According to Dr. Gibson, there is a robust pipeline of therapies currently in clinical trials. “Many of the treatments in clinical trials are therapies directed specifically to the underlying cause of a patient’s FSGS,” she says. “One exciting example includes at least three ongoing clinical trials for patients with FSGS driven by APOL1 high risk mutations. Others may prove more effective in slowing disease progression compared to what’s available now.”

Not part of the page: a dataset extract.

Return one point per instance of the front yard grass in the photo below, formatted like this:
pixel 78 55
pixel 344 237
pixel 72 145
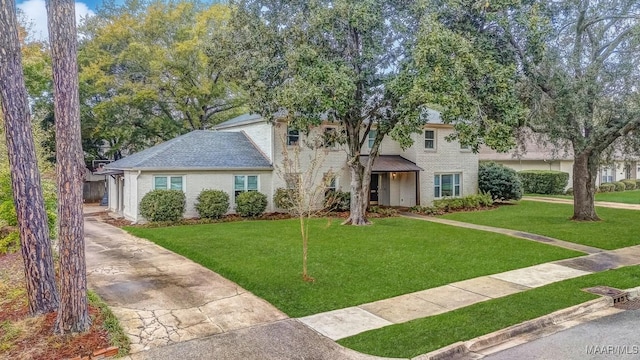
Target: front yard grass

Why Patients Should Consider Participating in Clinical Trials
Clinical Trial is our vehicle to producing and approving new and more effective treatments for all diseases and conditions, and RKD is no exception to this method. Dr. Gibson believes they are crucial in discovering better treatments and therapies. Participation in these trials may provide access to cutting edge treatments years before it’s available to the general public.
“Clinical trials for rare diseases like FSGS provide one of the most important pathways for us to figure out new and better treatments for a disease that currently has no cure and limited options. In essence, these trials are necessary for us to figure out which treatments in which patients and at what time is best—true precision medicine,” she says.
Recent Advancements Show Major Steps Forward for Patients
In the most recent years, some of the biggest leaps forward have been made for patients. Advancements in testing and diagnosis, better understanding of the various causes of FSGS, and better industry collaborations are accelerating progress towards improved patient treatment and care. Dr. Gibson is witnessing this growth firsthand.
“Truly it’s the advances making genetic testing more efficient, cost-effective and accessible, a growing understanding of the molecular underpinnings of different causes of FSGS, and the strengthening collaboration between academic clinical researchers, pharmaceutical industries, patient organizations, and the FDA,” she says.
Advice from the Expert for Patients: Be Proactive, Get Diagnosed Early
The most important thing is for these patients to get diagnosed early. “This is as simple as starting with urine studies to assess for abnormal protein spillage (proteinuria). They should also have their blood pressure checked annually,” Dr. Gibson points out.
“If either of these are abnormal or you know you have a family history of kidney disease or risk factors for kidney disease like diabetes, history of prematurity, among others, you should also have routine blood work to check your kidney function (eGFR).”
If you have proteinuria or an abnormal eGFR, you should be referred to a nephrologist. “If your nephrologist tells you that you have FSGS and they believe it was caused by hypertension, you need to ask more questions, “Dr. Gibson says, “Make sure they have offered genetic studies to look for APOL1 status in addition to other causes for proteinuric kidney disease.”